Federal prosecutors in Miami were prepared to indict Raul Castro as the head of a major cocaine smuggling conspiracy in 1993, but the Clinton Administration Justice Department overruled them, current and former Justice Department officials tell ABC News.
The officials say Castro, as Cuban Defense Minister, permitted Colombian drug lords to pay for the use of Cuban waters and airstrips as staging grounds for smuggling runs into the United States in the 1980s and early 1990s.
"It was a major investigation involving numerous witnesses that was killed at the highest levels in Washington," said a former Justice Department official with direct knowledge of the case.
"There were numerous national security and intelligence issues that would have made the case difficult," said Tom Cash, the former head of the Drug Enforcement Administration office in Miami.
Convicted Colombian drug boss Carlos Lehder of the Medellin cartel testified in a 1991 federal trial that he met twice in Havana with Raul Castro to arrange safe passage for cocaine flights over Cuban airspace.
The draft indictment, as described by a former Justice Department official who saw it, listed Raul Castro as the leader of a conspiracy involved in smuggling seven and a half tons of cocaine into the United States over a 10-year period.

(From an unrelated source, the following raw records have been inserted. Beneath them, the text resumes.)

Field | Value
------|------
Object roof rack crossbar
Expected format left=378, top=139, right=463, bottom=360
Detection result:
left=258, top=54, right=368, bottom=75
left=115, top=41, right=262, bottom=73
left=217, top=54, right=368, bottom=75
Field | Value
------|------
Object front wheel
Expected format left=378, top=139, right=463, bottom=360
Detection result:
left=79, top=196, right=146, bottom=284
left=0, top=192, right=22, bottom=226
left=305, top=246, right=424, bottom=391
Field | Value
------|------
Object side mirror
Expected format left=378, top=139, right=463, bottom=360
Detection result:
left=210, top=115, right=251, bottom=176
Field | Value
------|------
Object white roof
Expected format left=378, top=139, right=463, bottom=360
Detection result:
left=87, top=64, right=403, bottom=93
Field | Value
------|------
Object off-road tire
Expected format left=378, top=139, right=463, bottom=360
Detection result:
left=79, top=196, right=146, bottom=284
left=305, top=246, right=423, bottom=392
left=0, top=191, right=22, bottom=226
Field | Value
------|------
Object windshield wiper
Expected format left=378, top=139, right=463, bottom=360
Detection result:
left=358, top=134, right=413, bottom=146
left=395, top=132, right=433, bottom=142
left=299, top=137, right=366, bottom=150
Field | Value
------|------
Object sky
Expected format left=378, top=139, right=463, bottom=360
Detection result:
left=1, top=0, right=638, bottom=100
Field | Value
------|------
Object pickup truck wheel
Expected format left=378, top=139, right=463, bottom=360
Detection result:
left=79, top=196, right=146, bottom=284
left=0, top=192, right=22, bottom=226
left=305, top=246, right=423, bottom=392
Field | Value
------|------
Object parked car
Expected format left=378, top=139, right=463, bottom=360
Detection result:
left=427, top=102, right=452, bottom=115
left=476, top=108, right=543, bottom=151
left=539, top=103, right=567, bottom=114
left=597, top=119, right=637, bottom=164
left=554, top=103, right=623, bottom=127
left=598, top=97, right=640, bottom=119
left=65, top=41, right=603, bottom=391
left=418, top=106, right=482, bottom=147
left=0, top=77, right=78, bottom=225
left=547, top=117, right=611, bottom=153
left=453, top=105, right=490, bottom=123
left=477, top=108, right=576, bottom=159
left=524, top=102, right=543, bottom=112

At least a dozen other Cubans were also to be indicted.
In 1989, a top Cuban General, Arnoldo Ochoa, was convicted by a Cuban court and ordered executed with three other military officers for their roles in drug smuggling.

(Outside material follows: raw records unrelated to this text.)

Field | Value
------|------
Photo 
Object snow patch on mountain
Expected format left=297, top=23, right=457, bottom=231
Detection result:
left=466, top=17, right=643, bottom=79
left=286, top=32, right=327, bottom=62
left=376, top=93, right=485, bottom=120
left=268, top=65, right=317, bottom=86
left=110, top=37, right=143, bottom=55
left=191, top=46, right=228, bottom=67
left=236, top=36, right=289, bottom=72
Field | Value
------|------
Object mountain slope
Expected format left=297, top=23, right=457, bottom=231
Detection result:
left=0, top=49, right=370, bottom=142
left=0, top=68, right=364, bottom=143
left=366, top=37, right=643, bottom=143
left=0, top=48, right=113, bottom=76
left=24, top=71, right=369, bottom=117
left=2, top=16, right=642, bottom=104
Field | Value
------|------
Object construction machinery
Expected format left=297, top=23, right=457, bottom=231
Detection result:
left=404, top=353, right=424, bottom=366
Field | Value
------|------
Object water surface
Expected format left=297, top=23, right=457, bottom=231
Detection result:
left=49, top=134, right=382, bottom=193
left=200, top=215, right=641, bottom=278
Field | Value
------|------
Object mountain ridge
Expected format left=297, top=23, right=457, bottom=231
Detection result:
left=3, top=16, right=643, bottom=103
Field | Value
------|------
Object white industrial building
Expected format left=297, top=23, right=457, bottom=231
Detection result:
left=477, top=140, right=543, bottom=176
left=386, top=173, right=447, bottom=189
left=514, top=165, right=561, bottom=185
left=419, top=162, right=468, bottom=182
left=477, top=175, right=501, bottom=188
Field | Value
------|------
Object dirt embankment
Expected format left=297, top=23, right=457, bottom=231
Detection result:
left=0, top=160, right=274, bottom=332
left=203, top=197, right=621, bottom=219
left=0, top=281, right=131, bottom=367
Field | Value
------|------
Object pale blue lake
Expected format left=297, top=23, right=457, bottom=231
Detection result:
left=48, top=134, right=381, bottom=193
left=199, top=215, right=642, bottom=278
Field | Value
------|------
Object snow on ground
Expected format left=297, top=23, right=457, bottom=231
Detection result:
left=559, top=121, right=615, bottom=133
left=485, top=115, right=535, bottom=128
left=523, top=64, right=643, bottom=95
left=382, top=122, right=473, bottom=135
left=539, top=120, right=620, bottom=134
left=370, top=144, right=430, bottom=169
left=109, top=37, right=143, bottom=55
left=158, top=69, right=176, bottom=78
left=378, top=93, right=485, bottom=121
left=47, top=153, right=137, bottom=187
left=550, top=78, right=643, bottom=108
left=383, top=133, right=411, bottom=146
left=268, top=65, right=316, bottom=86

Cuban waters continue to be used by drug smugglers, according to federal law enforcement officials.
"The smugglers know that the U.S. Coast Guard can't go after them in Cuban waters," one official said.
There was no immediate comment from the Cuban Interest Section in Washington, D.C. In the past, Fidel Castro has denied that his country or his brother had any role in protecting drug smugglers.